With respect to Lac, NR and STA cohorts are remarkably similar over time with NTG injection (Figure 4). As lactate would be increase with increased glycolysis to meet rising cellular energy demands, the Lac trends are consistent with previous examinations of the nitroglycerin model in male rats², albeit occurring much at earlier times post-injection in females. The earlier Lac significance might be a sex-specific dose response, which is under evaluation. However, at the 2-mg/kg NTG dose, similar Lac trends are evident for NR and STA, though these fail to reach significance. At the highest NTG dose employed, the only potential difference between NR and STA cohorts may be the differences in variances at certain time points.

Conclusion

RE-MRS at 21.1 T was implemented to examine the metabolic impacts of STA and its impacts on a migraine analog. In the female Sprague-Dawley thalamus, STA induced buildup of Glx and late increases in Lac.

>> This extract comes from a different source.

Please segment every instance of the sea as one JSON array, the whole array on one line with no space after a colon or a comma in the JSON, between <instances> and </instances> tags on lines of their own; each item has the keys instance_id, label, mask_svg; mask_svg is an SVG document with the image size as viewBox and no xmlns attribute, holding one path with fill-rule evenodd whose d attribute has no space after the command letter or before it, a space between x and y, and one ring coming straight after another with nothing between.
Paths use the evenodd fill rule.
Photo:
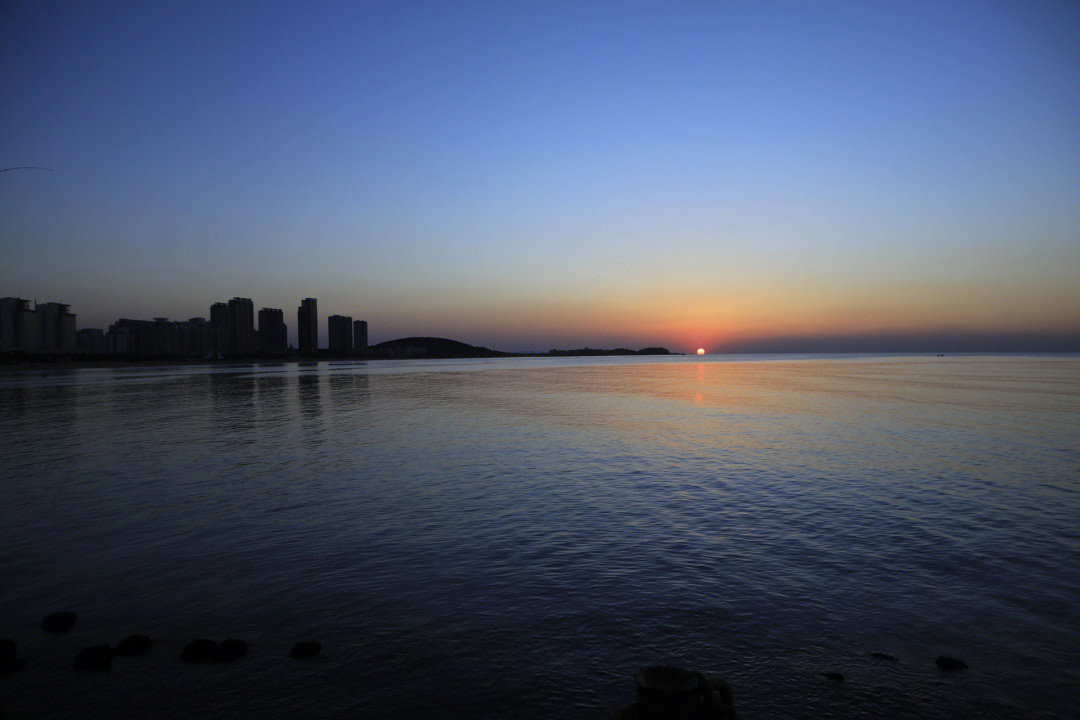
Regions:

Meanwhile, the impacts of STA with NTG triggering were negligible compared to NR animals aside from possible and occasional increases in variances with STA. Notably, the STA increase in Glx with saline is largely mitigated at both NTG doses. Regardless, the impact of STA should be considered in current and future investigations involving this animal model, particularly with respect to Glx-related substrates.

Acknowledgements

This work was supported by the US NIH (R01-NS072497) and the US National High Magnetic Field Laboratory, which is supported by the National Science Foundation (DMR-1644779) and the State of Florida.